This repository contains 'canonical' DNA sequences of the transposable elements from species in the genus Drosophila.
History: These sequences were originally compiled by Takis Benos (EBI), Leyla Bayraktaroglu (Harvard) and Michael Ashburner (EBI & Cambridge) with help from Aubrey de Grey (Cambridge), Joe Chillemi (Harvard) and Martin Reese (LBNL). We thank Suzi Lewis (Berkeley) for inspiration and discussion, Guochun Liao (Berkeley) for his repeat sequence set and newly discovered transposable element sequences from the Berkeley P1 clones, and Lynn Crosby (Harvard) for her annotations of some elements.
Subsequent curation of these sequences has been in the context of the Drosophila Genome Project and was a collaboration between M. Ashburner (Cambridge), Josh Kaminker (Berkeley) and Casey Bergman (Berkeley). From Version 8.0 this set has been maintained by Michael Ashburner and Casey Bergman in Cambridge. The last version updated by Michael Ashburner was Version 9.411. FlyBase generated version 9.42 from these files in 2009, which have not subsequently been updated at FlyBase.
From version v9.43 onwards, this set has been under continuous version control by Casey Bergman (Manchester/UGA) and Shunhua Han (UGA) at: https://github.com/bergmanlab/transposons/. Contributions are welcome by submitting pull requests or opening issues for this repository. For pull requests, please make suggested edits to the files in: https://github.com/bergmanlab/transposons/tree/master/current. These contributions will be reviewed and, if merged, will be used to make an incremented version of the dataset in: https://github.com/bergmanlab/transposons/tree/master/releases.
Version v9.5 is the last version of this dataset that will be released in EMBL format. The EMBL format is a legacy format that mixes sequences and annotations, and requires conversion to FASTA prior to use in genome informatics analysis. The v9.5 EMBL file was used to generate corresponding FASTA sequence + GFF3 annotation files, and these files form the basis of the 10.1 release. Subsequent modifications will be made to the FASTA + GFF3 files. The legacy v9.5 EMBL file will no longer be updated but will be preserved here for posterity.
Release 10.1 and future releases will use the FlyBase FBte as the primary identifier for each TE family. The valid FlyBase TE family name can be found in the GFF file and synonyms can be found at FlyBase. As in the EMBL file, LTR elements in the FASTA files are represented by a single record (i.e. LTRs are joined to internal regions). LTR annotations in the GFF file can be used to split complete LTR elements into LTR and internal regions for optimal use with RepeatMasker.
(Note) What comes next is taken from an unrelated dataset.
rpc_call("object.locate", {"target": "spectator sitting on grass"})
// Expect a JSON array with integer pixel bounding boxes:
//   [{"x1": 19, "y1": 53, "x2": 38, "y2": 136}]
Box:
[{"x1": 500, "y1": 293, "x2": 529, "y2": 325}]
Starting with Release 10.1, curation efforts will focus primarily
on D. melanogaster TEs. Therefore, in addition to the transposon_sequence_set.fa
and transposon_sequence_set.gff files, we will also provide a D. melanogaster-only
FASTA file (D_mel_transposon_sequence_set.fa). The D. melanogaster-only
FASTA file headers use the valid Flybase TE family names and and are formatted
with TE type and subtype information in a manner that allows RepeatMasker to
generate a .tbl file using the -lib option. The legacy D. melanogaster-only FASTA file
provided in the misc directory of this repository is now deprecated, but
preserved for posterity.
We thank Margi Butler, Elena Casacuberta, Madeline Crosby, Bob Levis, Mary-Lou Pardue, Kevin O'Hare, Horacio Naveira, Dmitri Petrov, Steve Schaeffer, Todd Schlenke, Alfredo Villesante & the authors of REPBASE for sequences and/or annotations. We thank Nicholas Davies and Portia Hollyoak for contributions to this repository.